The cost of slop is >40X drop in performance? Pick any metric that you care about for your domain perhaps that's what you're going to lose and is the effort to recover that practical with current vibe-coding strategies?

reply
bfrog
31 minutes ago
[-]
How much was grifted from existing emulators?
reply
Y_Y
4 hours ago
[-]
Git wrote a functional NES emulator for me by simply cloning one of the many publicly available ones!
reply
LunicLynx
3 hours ago
[-]
This is the comment.

Give it copy paste / translate tasks and it’s a no brainer (quite literally)
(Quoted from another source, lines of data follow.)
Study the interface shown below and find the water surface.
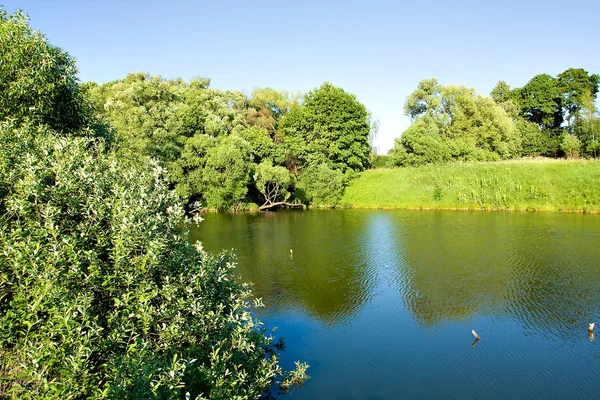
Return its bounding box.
[191,210,600,400]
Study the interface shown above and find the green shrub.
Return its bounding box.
[0,6,91,130]
[296,164,346,207]
[0,123,305,399]
[516,119,551,157]
[560,133,581,158]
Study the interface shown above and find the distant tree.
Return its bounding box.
[281,83,371,171]
[393,78,522,165]
[517,74,563,130]
[392,116,452,166]
[246,88,299,138]
[0,7,91,131]
[202,135,253,210]
[296,163,346,207]
[239,125,275,164]
[253,160,293,205]
[167,133,216,203]
[516,118,551,157]
[490,81,511,104]
[574,86,600,158]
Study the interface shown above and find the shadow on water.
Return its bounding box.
[191,210,600,399]
[398,212,600,340]
[191,211,372,325]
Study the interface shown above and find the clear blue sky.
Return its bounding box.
[5,0,600,152]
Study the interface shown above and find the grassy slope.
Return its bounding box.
[341,159,600,212]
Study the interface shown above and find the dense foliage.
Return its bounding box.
[392,68,600,166]
[0,8,89,130]
[85,73,371,210]
[0,7,306,399]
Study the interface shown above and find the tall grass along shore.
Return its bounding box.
[341,159,600,213]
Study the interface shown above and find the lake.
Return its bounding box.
[191,210,600,400]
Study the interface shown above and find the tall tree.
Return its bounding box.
[282,83,371,171]
[558,68,600,127]
[490,81,510,104]
[517,74,563,129]
[0,8,90,130]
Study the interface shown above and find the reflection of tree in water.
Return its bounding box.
[400,212,600,339]
[400,212,511,325]
[192,211,371,325]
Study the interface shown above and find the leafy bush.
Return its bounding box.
[254,161,292,204]
[560,133,581,158]
[0,123,306,399]
[0,7,90,130]
[516,119,551,156]
[296,164,346,207]
[392,116,450,166]
[202,135,253,209]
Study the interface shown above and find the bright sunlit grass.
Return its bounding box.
[342,158,600,212]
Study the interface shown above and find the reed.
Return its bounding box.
[341,158,600,213]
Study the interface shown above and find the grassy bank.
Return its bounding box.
[341,159,600,212]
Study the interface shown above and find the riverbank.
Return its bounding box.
[341,159,600,213]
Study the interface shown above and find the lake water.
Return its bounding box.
[191,210,600,400]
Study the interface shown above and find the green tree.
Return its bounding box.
[558,68,600,127]
[202,135,253,210]
[517,74,563,130]
[0,9,306,399]
[240,126,275,163]
[393,78,522,165]
[490,81,511,104]
[254,160,293,205]
[168,133,216,203]
[246,88,299,138]
[560,133,581,158]
[281,83,371,171]
[0,124,303,399]
[0,7,90,130]
[296,163,346,207]
[516,119,551,157]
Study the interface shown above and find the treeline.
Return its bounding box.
[84,73,371,210]
[0,8,308,399]
[391,68,600,166]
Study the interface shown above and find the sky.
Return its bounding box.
[5,0,600,153]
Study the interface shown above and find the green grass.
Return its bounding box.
[341,159,600,212]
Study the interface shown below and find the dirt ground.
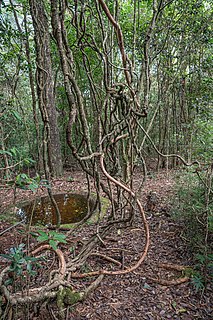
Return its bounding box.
[0,172,213,320]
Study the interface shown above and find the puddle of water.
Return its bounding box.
[17,193,94,225]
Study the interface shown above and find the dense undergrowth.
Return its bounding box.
[172,167,213,291]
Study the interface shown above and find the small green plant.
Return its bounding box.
[0,243,40,285]
[37,230,67,250]
[191,253,213,292]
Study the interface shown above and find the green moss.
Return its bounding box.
[57,288,83,312]
[64,288,83,306]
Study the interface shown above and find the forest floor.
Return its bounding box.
[0,171,213,320]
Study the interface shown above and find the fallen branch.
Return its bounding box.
[72,155,150,278]
[147,277,190,286]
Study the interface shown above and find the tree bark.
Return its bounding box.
[29,0,63,176]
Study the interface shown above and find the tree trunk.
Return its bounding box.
[29,0,63,176]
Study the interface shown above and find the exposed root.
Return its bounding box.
[148,263,190,286]
[148,277,190,286]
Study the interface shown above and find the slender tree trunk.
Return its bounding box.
[29,0,63,176]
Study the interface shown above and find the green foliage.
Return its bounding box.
[0,243,40,285]
[191,253,213,292]
[37,230,67,250]
[173,170,213,292]
[173,171,213,252]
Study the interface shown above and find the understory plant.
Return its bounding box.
[173,166,213,291]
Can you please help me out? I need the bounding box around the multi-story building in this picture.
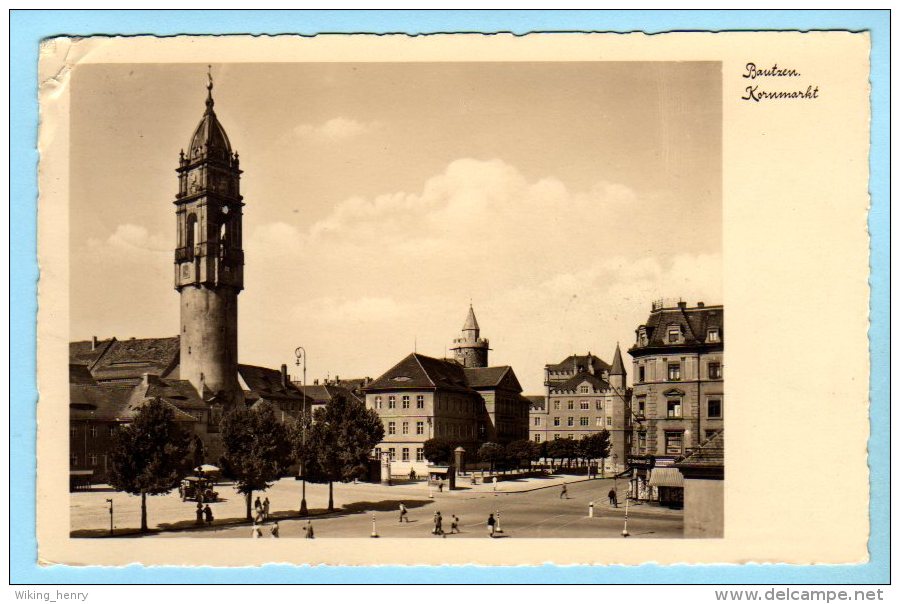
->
[363,307,530,475]
[529,345,631,470]
[628,301,725,505]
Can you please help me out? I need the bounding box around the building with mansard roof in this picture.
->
[529,344,631,471]
[628,300,725,506]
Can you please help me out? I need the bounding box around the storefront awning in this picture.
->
[649,468,684,488]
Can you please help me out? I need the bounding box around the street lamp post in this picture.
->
[294,346,309,516]
[106,499,113,537]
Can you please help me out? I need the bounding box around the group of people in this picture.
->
[195,501,213,525]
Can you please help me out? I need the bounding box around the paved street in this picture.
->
[72,477,682,539]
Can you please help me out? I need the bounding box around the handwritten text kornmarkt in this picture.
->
[741,63,819,103]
But same can be said of humans.

The question here is, did it implement it because it read the available online documentation about the NES architecture OR did it just see one too many of such implementations.

reply
jacquesm
2 hours ago
[-]
> But same can be said of humans.

Indeed, the 'cleanroom' standard always was one team does the RE and writes a spec, another team that has never seen the original (and has written statements with penalty clauses to prove it) then does the re-implementation. If you were to read the implementation, write the spec and then write the re-implementation that would be definitely violating the standard for claiming an original work.

reply
deadbabe
2 hours ago
[-]
I will be impressed when new game consoles come to market and it can write the first emulator for it.
reply
cgfjtynzdrfht
3 hours ago
[-]
Trained on 1000s of NES emulators, it's not really impressive.

Github alone has +4k NES emulator projects: https://github.com/search?q=nes%20emulator&type=repositories

This is more like "wow, it can quote training data".